A collective of startups known as the Endowment for Climate Intelligence (ECI) has unveiled the first-ever open-source ensemble of AI models dedicated to addressing the impacts of climate change.
Large language models (LLMs) such as ChatGPT and Google’s Bard have faced concerns over the accuracy of the information they provide, as they are trained on data scraped from the internet that is not rigorously fact-checked or referenced.
In contrast, ECI claims that ClimateGPT aims to create “trust and transparency” by drawing on scientific data using a robust model that authenticates, secures, and governs the information provided. The model is integrated with Hedera, a public blockchain, which ensures the “highest standards of data integrity,” said the ECI.
Toward open-source
ECI was formed by three startups looking to make reliable climate science information quickly and freely available to researchers, policymakers, and business leaders.
Jonathan Dotan, founder of EQTY Lab, and a founding member of ECI, believes that ClimateGPT is part of a broader industry shift toward open-source AI.
“We saw the release of countless AI models in 2023, but many still exist in walled gardens, which limits their potential for positive change,” he told TNW. “This year I believe we will see demand for AI that is more open, secure, and accountable.”
The data
Rather than one chatbot, ClimateGPT is an ensemble of three task-specific LLMs, that vary in terms of the number of parameters they were trained on — which also effects accuracy. For example, the 7B model is far less accurate than the 70B version. ‘B’ stands for ‘billion’ and indicates the number of data points the model was trained on. All three models are fine-tuned versions of Meta’s Llama-2 large language model.
ClimateGPT was trained on data from the Dutch startup Erasmus.AI’s planetary scale corpora. The Erasmus corpus is drawn from over 10 billion web pages and millions of open-access academic articles from across the natural, social, and economic sciences. ClimateGPT’s skills were also honed on data from the Club of Rome’s Earth4All climate science initiative and the UN Sustainable Development Goals (SDGs).
In addition, Switzerland-based startup EQTY Lab led the integration of a new advanced cryptographic framework that authenticates, secures, and governs the model. While AppTek, a startup specialising in machine learning, fine-tuned the ClimateGPT through a series of tests and benchmarks.
Countering misinformation
The chatbot synthesises interdisciplinary research and breaks silos to form a holistic understanding of the impacts of climate change.

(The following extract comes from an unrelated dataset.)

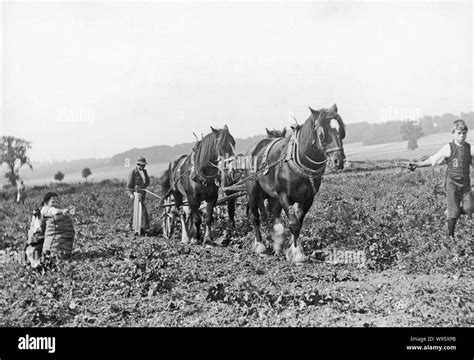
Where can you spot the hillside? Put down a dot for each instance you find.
(354, 152)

Thanks to software from AppTek, ClimateGPT is available in 20 languages. Its creators also say that it was trained and is hosted entirely on renewable energy.

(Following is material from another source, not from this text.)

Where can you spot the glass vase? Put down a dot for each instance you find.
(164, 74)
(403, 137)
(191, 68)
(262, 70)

What’s more, ClimateGPT has passed a number of tests and controls ensuring that it does not spread climate misinformation.
A quick test
The first version of ClimateGPT, which is completely open-source, has been released on the Hugging Face community platform. You can also request access to it on the ECI website.
In a quick test, we asked the chatbot to answer a basic question related to a recent article we wrote on the problems of bioenergy. Its answer was detailed, thorough, and hit on many of the points addressed in our article. Importantly, it was backed up by academic sources. We also liked that the LLM gave specific examples to go along with its explanations, something tools like ChatGPT or Google Bard rarely do.
Take a look for yourself:
Here’s how those answers compare to the same prompt in ChatGPT:
According to ECI, ClimateGPT has been shown to be 10 times more accurate at completing climate-specific tasks when compared to Meta’s base Llama-2 model.
On Hugging Face, users can now download the model, its research paper, and use a new AI lineage explorer to get visibility into the ClimateGPT training lifecycle. This is part of ECI’s mission to make the development of AI as transparent and accessible as possible.
“The need for a new generation of responsible and sustainable AI strategies to address global challenges has never been greater,” said Ariana Fowler, head of research at EQTY Lab.
As ClimateGPT scales up and gets fined-tuned, it has the potential to help researchers, policymakers, and business leaders make informed decisions at a time where climate action is needed more than ever before.
Disclaimer (10: 30AM CET, January 25, 2024): The comparison above was used using the full 70B version of ClimateGPT. In a previously published of this article we only used the 7B version which led to an less than satisfactory response to our prompt.